Comms flickered with the immersive displays here in her workspace on the reserve bridge. Polyphemus was fast-cycling through a hundred-odd channels, showing Cannon a gestalt of what was happening across the decks as well as outside the hull on the construction project. They were here at Sidero to build a pair master—a hideously expensive machine required to anchor one end of a paired drive run across the depths of interstellar space. Five years-subjective ship-time in relativistic transit, over eleven years-objective.
Plenty of opportunities for things to go seriously wrong.
“The predictive accuracy of your social modeling is increasingly accurate,” said Polyphemus. The starship spoke to Cannon in Classical English. A rare enough language in the Imperium Humanum that simply using it served as a crude form of operational security. Cannon had spent a lot of time in the ship’s Brocan modules, tweaking the speech processing.
Trust, it was always about trust. She’d been saying that down the long centuries, and had been proven right in the failing of things far too often.
Polyphemus continued. “Apparently random gatherings of three or more persons are up forty-eight percent this ship-day from median. Seven individuals appear in a distribution at six times the expected rate based on average distribution.”

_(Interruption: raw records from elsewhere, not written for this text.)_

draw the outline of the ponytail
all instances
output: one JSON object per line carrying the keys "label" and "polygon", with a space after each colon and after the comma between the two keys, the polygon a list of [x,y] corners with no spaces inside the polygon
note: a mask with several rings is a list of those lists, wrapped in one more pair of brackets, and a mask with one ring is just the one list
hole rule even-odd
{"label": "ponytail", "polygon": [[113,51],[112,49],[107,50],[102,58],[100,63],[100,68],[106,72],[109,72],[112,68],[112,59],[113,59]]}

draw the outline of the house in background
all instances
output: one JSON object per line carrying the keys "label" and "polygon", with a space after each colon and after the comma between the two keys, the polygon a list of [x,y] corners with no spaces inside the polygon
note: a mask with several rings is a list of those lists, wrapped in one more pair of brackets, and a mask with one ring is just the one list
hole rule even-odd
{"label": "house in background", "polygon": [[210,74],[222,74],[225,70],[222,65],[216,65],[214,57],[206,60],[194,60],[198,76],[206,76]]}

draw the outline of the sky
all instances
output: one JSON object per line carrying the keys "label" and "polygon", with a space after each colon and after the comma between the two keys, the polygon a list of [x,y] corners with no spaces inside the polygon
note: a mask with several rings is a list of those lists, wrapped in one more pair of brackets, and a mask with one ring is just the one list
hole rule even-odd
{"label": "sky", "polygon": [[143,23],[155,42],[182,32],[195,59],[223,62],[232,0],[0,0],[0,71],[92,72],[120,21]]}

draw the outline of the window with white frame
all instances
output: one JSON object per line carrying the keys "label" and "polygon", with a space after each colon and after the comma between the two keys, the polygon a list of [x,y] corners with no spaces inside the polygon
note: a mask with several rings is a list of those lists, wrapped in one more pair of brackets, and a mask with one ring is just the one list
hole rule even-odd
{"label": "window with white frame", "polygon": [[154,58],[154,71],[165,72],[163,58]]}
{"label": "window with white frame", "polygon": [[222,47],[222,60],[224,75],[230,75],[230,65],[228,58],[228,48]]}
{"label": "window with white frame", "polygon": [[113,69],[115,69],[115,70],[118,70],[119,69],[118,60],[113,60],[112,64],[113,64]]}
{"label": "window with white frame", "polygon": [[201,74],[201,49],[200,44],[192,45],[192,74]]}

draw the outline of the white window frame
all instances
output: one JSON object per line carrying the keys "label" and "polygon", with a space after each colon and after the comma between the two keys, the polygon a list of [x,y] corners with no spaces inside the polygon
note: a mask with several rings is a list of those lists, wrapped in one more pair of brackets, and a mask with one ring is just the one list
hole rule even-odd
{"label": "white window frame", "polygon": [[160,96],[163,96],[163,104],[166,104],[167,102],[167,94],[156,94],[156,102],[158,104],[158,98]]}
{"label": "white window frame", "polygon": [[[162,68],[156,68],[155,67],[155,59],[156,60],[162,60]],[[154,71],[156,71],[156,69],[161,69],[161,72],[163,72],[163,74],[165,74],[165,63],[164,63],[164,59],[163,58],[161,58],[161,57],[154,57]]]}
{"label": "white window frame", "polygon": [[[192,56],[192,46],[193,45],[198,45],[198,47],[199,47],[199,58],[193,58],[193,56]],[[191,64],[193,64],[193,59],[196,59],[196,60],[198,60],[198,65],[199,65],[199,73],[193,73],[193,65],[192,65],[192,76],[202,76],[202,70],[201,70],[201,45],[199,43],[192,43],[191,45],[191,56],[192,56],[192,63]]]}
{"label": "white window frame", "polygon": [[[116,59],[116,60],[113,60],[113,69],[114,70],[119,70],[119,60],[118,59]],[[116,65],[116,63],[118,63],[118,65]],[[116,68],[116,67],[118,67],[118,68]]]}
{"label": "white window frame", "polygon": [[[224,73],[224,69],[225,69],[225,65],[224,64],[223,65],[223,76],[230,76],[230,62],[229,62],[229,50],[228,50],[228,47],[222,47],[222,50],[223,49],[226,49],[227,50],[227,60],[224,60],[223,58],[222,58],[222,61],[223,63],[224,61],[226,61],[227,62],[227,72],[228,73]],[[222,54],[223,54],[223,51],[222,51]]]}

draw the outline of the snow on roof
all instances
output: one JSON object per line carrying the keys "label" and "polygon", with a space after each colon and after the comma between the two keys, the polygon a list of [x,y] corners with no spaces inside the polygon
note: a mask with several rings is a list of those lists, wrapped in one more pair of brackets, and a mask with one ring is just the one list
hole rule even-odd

“Kallus have anything to report?” He was her ally in Internal Security, a man loyal to certain interests outside the hull. Nothing inimical, just good old-fashioned politics, working with people she respected well enough.
“He is busy suppressing a staged fight in the number three crew quarters.”

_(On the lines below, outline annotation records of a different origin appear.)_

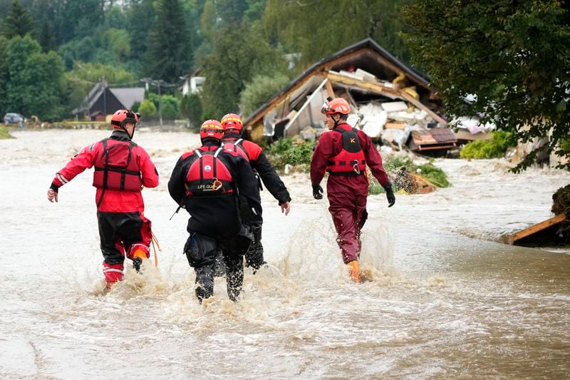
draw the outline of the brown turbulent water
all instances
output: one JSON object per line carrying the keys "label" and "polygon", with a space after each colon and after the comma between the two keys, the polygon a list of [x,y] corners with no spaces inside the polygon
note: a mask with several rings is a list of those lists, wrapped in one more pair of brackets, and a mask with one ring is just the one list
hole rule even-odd
{"label": "brown turbulent water", "polygon": [[[494,240],[549,215],[567,173],[507,172],[502,160],[437,160],[453,186],[369,198],[362,267],[351,283],[323,201],[284,180],[284,217],[262,193],[266,258],[234,304],[217,280],[204,306],[182,247],[186,216],[165,190],[195,135],[140,130],[157,163],[147,216],[159,269],[130,269],[103,295],[90,173],[49,204],[53,173],[96,130],[19,132],[0,141],[0,378],[565,378],[570,255]],[[477,239],[474,239],[477,237]]]}

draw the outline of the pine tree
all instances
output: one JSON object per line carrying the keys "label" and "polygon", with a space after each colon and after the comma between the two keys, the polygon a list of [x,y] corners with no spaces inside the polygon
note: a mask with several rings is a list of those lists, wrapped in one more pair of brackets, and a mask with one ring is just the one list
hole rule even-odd
{"label": "pine tree", "polygon": [[169,83],[190,69],[192,53],[180,0],[157,0],[156,20],[148,36],[147,74]]}
{"label": "pine tree", "polygon": [[32,19],[26,9],[22,6],[20,0],[12,0],[8,14],[0,26],[0,34],[7,38],[16,36],[24,37],[31,33],[33,29]]}
{"label": "pine tree", "polygon": [[51,31],[51,28],[47,20],[43,20],[41,26],[41,31],[38,34],[38,42],[41,45],[41,49],[44,53],[56,48],[56,38]]}
{"label": "pine tree", "polygon": [[539,154],[570,155],[567,1],[416,0],[405,14],[413,60],[441,88],[446,115],[482,115],[524,142],[549,134],[514,171]]}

Cannon grunted. Then: “Weapons?”
“Nothing but ordinary tools. No withdrawals from the arms lockers in the
past three ship-days.”
Firearms could have been distributed long ago, or indeed, brought on board before they’d departed Ninnelil five ship-years earlier. Somebody had planned for this mutiny, or at least the possibility of it.
That other damned Before was at the heart of this problem. “Where is Captain Siddiq?”
Polyphemus paused an unusually long time before answering. “The Captain is not within my network mesh.”
“And why would a captain conspire at mutiny against her own command?” Cannon mused.
The starship had no answer to that. One by one, the images of the too-busy crew cycled to a hundred identical views of the dull black surface of the planet Sidero.
CONTEXT
In the centuries since the Mistake had nearly ended the tenure of the human race as a viable species, spacefaring had resumed across the core of the old Polity amid an outburst of genetic and technological diversity sparked by the pressures of extinction. The thread needle drives which had provided a true faster-than-light solution in cheerful violation of both paradox and the laws of physics were now simply so much junk, whether on a laboratory bench or in a starship’s engine room.
Conventional physics had apparently reasserted itself. Precisely what had happened to the thread needle drive was a subject of centuries of frustrating, unsuccessful research.
Paired drives were invented in 188 pM by Haruna Kishmangali. They relied on a macro-level generalization of quantum effects to associate the starship drive with any two pair masters at distinct points—entanglement on a grand scale so that the drives could “remember” the locations without having to cope with the intervening distances. Once this was done, the vessel could pass between the locations nearly instantaneously, except for the added travel times to and from areas of sufficiently low density to enable safely the pairing transit process.
The key problem was twofold. First, building the pair masters, which required planning horizons and budgetary commitments beyond the capability of even many planetary governments, as well a significant investment in relativistic travel to conduct site surveys and establish suitable destinations.